Fue un hipócrita, que arrodillado en todas las iglesias, se asignó una misión sangrienta. Le dio un rostro adusto a la peor dictadura que vivió la Argentina. Nadie podrá recordar un solo acto público que lo redima de estas manchas morales indelebles.
Para otro capítulo de la historia queda el análisis de por qué fue posible y cómo se condujeron millones de argentinos en los primeros años de la dictadura, dónde estuvo la prensa, dónde los políticos, dónde los pocos resistentes; cómo fueron cambiando conductas y reviendo posiciones. Videla, en cambio, nunca se arrepintió de sus actos, nunca públicamente los consideró un error fatal.
Su muerte no puede convocar la ecuanimidad porque, en vida, no hizo nada que pudiera motivarla. Fríamente, con el convencimiento de los enajenados pero con la cabeza fría de quien ejecuta los pasos necesarios para alcanzar sus fines, Videla inauguró su gobierno con falsedades. Dijo que el golpe que encabezaba iba a restaurar las instituciones y respetarlas. Mintió porque sabía que sus decisiones iban a destruirlas, destruyendo las bases éticas de la República.
La hipocresía de Videla es quizás, entre todos sus rasgos, el más repugnante. Se envolvió en los pliegues de un disfraz de virtuoso. No interesa su conciencia, que no podemos conocer; interesa la frialdad hipócrita con que se mostró siempre.
Creyó ser moralmente superior a sus víctimas.

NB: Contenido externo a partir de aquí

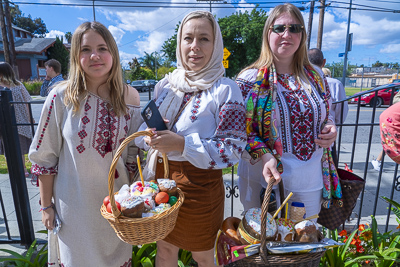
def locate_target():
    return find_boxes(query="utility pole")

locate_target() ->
[93,0,96,21]
[0,0,10,63]
[317,0,325,50]
[307,0,314,49]
[4,0,19,69]
[342,0,353,86]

Colmado de una superioridad hecha de religión y patria, presentó sus actos como tributo que las Fuerzas Armadas rendían sacrificadamente a la Nación y a Occidente. Invirtió así los términos: los sacrificados, los muertos eran los criminales, y los verdugos, los salvadores. Un pacto de sangre selló sus labios y se llevó a la muerte muchos secretos.
Arrodillado frente a los crucifijos que afirmaba respetar, la imagen de Videla es imborrable. Ese hombre de moral engangrenada se presentaba como un devoto y como un soldado severo, pero tranquilo, de pocas palabras, decidido y veraz. Falsificó y negó. Murió sin admitir nada. No conocemos sus pesadillas. Tampoco interesan. Si recordó sus fechorías en las noches de justa prisión, si se estremeció con ellas, lo ignoramos. Pero no importa: el malhechor no se redime por sus sueños.
Videla era un creyente. Yo no lo soy. Pero si existiera un infierno, allí estaría su lugar. Si existiera ese Dios ante el que se arrodilló, los auxilios de la religión y el dogma no deberían ser suficientes. No voy a hablar, en su caso, de la banalidad del mal. Hombres profundamente dañinos, como Videla, seguramente fueron también banales. Pero para sus víctimas, para el país que quiso destruir y refundar representan la amenaza de lo siniestro: eso que parece un buen padre de familia y un soldado es un asesino serial. Videla pertenece al Séptimo Círculo, al de los violentos contra el prójimo. Allí lo hubiera sepultado Dante en la Divina Comedia , rodeado de muros de piedra y hundido en ríos de sangre.